1.  It Ain’t a Great Photo If You Don’t Take It.  If you don’t have your camera with you, you’re not going to get the shot.  But with a small camera that can fit in your pocket, you can always have it with you for those unexpected fantastic opportunities.

2.  Mobile and Spontaneous.  Clubs?  Hiking?  Street Photography?  Concerts?  It’s always with you.  Take it out, start shooting instantly, and even upload it to your Facebook page if your camera allows you to do so.

3.  Make People At Ease With Portraits.  People are often more at ease with smaller cameras than large SLRs.  They’ll relax more, perceiving the smaller camera as less “formal”.  And with most cameras being smaller than DSLRs, that can help quite a bit in getting your subject comfortable with your photography.

4.  “Macro” Photography.  A lot of smaller cameras can also focus on objects much closer.  This can be a lot of fun when doing quick photos of…well, just about anything, whether it’s flowers, animals, or every day objects, bringing a new perspective that your SLR may not be able to do unless it has macro lens.

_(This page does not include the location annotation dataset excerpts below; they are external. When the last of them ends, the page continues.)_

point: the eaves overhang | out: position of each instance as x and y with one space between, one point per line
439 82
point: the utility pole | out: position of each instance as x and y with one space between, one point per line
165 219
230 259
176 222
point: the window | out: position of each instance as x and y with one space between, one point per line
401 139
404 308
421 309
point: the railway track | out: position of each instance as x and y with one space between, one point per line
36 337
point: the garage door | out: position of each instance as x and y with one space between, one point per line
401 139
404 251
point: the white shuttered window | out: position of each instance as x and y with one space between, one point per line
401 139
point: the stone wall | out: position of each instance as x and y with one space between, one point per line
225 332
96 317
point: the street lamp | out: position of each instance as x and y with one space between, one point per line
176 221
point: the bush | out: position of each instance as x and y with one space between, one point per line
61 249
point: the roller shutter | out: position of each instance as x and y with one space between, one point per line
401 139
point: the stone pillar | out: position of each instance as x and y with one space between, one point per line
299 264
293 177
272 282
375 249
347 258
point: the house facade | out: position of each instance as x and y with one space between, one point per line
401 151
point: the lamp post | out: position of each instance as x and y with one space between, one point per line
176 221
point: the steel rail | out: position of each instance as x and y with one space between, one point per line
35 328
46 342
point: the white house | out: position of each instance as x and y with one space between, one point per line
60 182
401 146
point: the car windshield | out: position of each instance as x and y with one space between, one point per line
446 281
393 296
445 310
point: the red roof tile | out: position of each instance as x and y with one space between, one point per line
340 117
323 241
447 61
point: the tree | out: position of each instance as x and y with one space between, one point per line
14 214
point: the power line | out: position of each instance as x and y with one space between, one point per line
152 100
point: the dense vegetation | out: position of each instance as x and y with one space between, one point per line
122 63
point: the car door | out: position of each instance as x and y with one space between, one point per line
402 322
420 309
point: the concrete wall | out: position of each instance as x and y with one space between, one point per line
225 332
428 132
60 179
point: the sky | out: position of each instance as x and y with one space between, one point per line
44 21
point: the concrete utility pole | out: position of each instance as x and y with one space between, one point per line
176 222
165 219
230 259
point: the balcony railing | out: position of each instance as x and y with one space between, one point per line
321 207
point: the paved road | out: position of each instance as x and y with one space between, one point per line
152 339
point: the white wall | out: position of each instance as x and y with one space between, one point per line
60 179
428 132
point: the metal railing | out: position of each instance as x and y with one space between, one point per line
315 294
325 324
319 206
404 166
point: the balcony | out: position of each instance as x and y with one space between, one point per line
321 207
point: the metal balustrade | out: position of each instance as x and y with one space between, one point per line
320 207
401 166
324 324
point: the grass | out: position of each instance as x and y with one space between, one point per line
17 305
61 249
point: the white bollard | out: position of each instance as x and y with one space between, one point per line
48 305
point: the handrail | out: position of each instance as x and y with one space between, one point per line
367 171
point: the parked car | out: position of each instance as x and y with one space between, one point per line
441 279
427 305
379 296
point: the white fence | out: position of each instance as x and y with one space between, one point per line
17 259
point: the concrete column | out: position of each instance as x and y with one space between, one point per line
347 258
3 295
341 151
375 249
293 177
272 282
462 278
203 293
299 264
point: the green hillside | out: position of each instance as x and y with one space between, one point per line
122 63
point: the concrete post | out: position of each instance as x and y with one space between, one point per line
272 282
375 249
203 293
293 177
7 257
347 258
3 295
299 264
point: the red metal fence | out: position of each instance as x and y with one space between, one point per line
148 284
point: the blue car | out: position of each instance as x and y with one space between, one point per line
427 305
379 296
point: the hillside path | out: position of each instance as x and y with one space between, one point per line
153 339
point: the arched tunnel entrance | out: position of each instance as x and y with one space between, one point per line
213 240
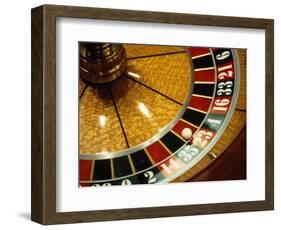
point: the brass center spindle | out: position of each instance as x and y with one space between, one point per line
101 62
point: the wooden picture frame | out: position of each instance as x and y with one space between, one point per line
43 208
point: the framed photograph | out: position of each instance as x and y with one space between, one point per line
140 114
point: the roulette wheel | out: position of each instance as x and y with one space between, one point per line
160 114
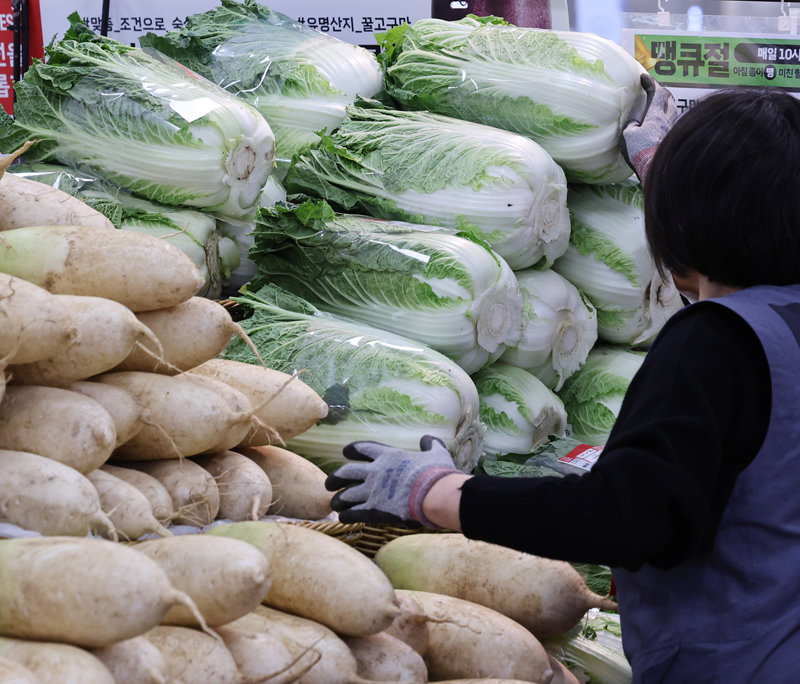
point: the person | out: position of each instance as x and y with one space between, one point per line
694 500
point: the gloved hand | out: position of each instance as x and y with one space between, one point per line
384 484
648 126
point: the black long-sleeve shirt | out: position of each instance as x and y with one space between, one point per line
693 418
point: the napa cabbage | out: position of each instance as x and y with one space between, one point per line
559 327
426 168
142 121
195 233
609 261
443 290
298 78
378 385
593 395
520 413
569 91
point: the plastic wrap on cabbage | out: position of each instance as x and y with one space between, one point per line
298 78
569 91
443 290
608 259
426 168
593 395
193 232
379 386
142 121
559 327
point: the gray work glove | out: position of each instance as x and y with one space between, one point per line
384 484
646 127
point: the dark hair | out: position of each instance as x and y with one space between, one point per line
722 195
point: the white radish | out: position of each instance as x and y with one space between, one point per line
128 413
226 578
187 418
81 591
45 496
318 649
138 270
319 577
32 326
193 657
155 492
103 333
298 485
190 333
245 491
411 625
386 658
56 662
194 492
12 672
262 657
470 640
133 661
239 405
66 426
547 596
129 509
282 402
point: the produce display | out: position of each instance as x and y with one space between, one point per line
461 259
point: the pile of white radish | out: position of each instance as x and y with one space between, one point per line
145 491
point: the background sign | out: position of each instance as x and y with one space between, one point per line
692 65
353 21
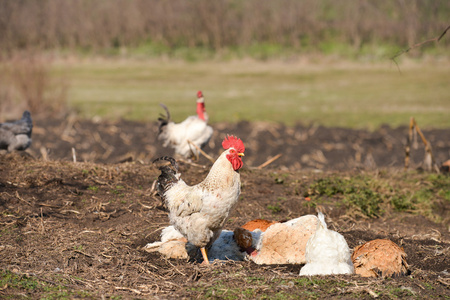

5.  Safety.  With a small pocket camera, you are far less likely to attract attention.  You’re far less of a target for theft.  This quite possibly can save your life.

The Window

Good portraits can be taken with modest or small cameras, such as the one with a Brazilian girl, taken with a Leica D-Lux 4 (the same as a Panasonic DMC-LX3 – see link below) compact camera.  I can keep this in my pocket, perfect for the photographer on the go.

Paulinho of the pandeiro

Paulinho of the Pandeiro, Brazil. This photo illustrates a close-up low-light photograph that many high-quality compact cameras can achieve. Photographed with the Leica D-Lux 4 (the same as a Panasonic DMC-LX3 – see link below), which I kept in my pocket except for occasional photos, increasing my safety and people’s comfort level…perfect for the photographer on the go.